ADRIAN CLEMENTS: When you are always merging you tend to be more aware of these additional risks. You have a mechanism within your company to handle them. But if you are a small company taking the first merger steps, the learning curve is very steep sometimes.

PETER JOY: Tomasz, can I ask you a quick question? Electromagnetic radiation, pollution from that, is this a concern in your industry these days or has it receded?

TOMASZ MIAZEK: Yes it is. First of all, there are protests in local communities against building base stations because people think it may be dangerous for their health. Secondly, we need permission from the government for certain amounts of emissions. Thirdly, there are cellular phones and the possible health damage they may cause. There is still not any proof regarding the negative effects but, like tobacco, asbestos and so on, it may be that suddenly someone will prove that there is a negative effect. Then we will be liable.

PETER JOY: Have you an insurance strategy where this is concerned?

TOMASZ MIAZEK: Yes, we have liability insurance against claims from electromagnetic fields. I must say that it was not easy to buy.

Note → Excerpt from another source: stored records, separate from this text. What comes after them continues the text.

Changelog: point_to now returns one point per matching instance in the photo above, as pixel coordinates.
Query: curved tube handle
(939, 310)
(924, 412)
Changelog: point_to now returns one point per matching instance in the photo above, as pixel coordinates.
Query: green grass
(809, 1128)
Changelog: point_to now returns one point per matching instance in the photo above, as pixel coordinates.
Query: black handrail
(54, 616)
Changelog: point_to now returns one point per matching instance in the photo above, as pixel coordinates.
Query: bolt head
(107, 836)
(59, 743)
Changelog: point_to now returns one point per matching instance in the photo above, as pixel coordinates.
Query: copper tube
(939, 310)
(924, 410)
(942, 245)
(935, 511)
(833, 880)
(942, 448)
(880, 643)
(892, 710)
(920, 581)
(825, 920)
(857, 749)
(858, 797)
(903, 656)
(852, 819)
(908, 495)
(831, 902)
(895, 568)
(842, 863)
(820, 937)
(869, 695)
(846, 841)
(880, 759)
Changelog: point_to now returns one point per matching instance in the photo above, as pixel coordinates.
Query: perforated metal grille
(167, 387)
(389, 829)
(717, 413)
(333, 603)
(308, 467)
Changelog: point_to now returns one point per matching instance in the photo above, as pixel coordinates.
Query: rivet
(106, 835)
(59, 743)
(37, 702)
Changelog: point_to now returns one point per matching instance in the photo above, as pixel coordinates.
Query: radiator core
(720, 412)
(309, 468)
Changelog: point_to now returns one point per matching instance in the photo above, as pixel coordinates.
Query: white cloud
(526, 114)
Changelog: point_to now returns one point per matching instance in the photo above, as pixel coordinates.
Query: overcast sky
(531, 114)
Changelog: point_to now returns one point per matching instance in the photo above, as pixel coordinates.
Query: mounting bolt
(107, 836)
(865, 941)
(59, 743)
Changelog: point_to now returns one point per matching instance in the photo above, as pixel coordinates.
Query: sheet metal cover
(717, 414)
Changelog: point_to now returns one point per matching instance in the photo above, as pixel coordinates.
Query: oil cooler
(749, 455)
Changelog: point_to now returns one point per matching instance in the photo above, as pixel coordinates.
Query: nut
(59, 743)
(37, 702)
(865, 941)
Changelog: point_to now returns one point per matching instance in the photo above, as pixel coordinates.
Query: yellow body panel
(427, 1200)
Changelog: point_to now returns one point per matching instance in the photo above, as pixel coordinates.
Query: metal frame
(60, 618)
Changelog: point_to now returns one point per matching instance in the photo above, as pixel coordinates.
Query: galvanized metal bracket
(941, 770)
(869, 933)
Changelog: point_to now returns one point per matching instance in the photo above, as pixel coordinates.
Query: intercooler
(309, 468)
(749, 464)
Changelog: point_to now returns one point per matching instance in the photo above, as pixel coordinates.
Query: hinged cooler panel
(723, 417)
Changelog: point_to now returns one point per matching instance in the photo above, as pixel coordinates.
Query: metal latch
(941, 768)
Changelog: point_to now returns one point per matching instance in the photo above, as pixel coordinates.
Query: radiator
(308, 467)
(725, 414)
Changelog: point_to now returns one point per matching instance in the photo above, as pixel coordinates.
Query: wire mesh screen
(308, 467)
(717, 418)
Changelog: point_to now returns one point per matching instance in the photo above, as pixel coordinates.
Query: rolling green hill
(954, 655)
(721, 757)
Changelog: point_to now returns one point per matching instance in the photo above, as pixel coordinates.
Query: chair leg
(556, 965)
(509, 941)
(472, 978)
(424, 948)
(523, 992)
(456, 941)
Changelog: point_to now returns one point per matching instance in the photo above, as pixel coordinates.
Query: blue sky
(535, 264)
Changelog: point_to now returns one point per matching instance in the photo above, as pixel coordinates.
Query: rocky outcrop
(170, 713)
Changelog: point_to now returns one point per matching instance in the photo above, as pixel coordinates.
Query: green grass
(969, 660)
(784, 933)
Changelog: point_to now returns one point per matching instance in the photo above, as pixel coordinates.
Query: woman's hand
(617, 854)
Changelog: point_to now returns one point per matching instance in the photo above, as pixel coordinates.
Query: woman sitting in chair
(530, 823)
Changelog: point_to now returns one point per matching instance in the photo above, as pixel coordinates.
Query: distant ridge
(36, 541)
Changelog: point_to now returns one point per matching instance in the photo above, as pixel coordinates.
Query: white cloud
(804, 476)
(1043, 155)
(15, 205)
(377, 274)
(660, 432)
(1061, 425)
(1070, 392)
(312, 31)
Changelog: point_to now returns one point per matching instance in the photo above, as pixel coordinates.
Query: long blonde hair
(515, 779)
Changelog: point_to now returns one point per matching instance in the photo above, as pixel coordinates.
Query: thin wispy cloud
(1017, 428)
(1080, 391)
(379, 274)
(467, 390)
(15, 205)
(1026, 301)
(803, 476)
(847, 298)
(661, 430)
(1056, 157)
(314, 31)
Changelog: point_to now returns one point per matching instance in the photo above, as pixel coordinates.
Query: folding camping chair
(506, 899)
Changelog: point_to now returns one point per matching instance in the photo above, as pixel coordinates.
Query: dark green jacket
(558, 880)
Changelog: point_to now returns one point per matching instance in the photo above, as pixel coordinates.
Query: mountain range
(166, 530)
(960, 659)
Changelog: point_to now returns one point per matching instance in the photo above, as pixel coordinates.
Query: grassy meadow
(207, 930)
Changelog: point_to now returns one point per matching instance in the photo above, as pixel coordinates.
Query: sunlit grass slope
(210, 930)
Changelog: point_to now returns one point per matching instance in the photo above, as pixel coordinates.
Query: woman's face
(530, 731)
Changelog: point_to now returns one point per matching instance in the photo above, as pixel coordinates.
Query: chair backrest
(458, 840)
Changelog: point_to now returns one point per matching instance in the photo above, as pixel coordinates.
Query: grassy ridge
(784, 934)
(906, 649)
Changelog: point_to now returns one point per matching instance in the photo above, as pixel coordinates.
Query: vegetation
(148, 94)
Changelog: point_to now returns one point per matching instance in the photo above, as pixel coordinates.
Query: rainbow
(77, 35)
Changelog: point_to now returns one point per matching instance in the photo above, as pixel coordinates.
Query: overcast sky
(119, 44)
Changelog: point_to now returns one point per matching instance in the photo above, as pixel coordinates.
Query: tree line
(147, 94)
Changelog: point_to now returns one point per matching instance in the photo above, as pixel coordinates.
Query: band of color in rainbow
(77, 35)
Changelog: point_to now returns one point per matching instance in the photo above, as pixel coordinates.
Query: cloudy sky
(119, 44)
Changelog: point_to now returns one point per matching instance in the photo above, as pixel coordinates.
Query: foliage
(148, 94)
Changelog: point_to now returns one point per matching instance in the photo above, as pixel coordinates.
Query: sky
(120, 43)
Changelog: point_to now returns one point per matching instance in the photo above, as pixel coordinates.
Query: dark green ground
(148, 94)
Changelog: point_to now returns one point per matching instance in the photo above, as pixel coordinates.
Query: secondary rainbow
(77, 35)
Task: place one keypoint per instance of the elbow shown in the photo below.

PIERRE SONEGO: This relates to occupational health as we discussed before but I think more and more legislation is putting occupational health as part of the environment liabilities. More and more I see that environmental risk is no longer outside of our facilities, it is also inside the facilities, the working environment. For example, the exposure of our workers to the chemicals that we use is treated as an environmental issue. Programmes like REACH will impose a risk assessment of all chemicals being used and may imply long term health issues for our employees. So perhaps there are going to be a new type of environmental liabilities which are probably not certain right now but will become a major problem for us. I don’t know how reinsurance companies will respond to that type of risk because it is difficult to quantify them, it is difficult to identify them and they represent very long term liabilities. I believe that’s the next challenge for the risk manager.

I’d like to end this discussion by asking if anyone would like to make a final comment on environmental liability. Perhaps we can start with you, Tomasz.

TOMASZ MIAZEK: After this discussion I can see that environmental risk is not only penalties from government, it is also first party, damages and some other costs for recreating or rebuilding new habitats. It is not only compliance with the regulations.

HANS BRANDT: The environment and taking care of it is very important and you have to take care of your reputation. I found Adrian’s comments on having to sell assets significantly below their book value particularly interesting. That really proves how much environmental risk can cost. How many buildings like that do we have on our books? I don’t think I have many but I may be wrong.

ADRIAN CLEMENTS: My personal opinion is that the environment doesn’t stop at the border. Therefore I would have to really seriously ask the question whether it’s better to invest the million dollars that we invest in one plant in France in Africa instead. Maybe in terms of the global effects, the world environment, the investment is better put there than in Europe?

KARL RUSSEK: These issues are becoming more and more boardroom issues and having significant financial impact. From the insurance standpoint I think the definition of what is insurable continues to expand.

ARIE J VAN DER STEEN: It was good to hear that an insurance company is looking to deal with the risks associated with biodiversity.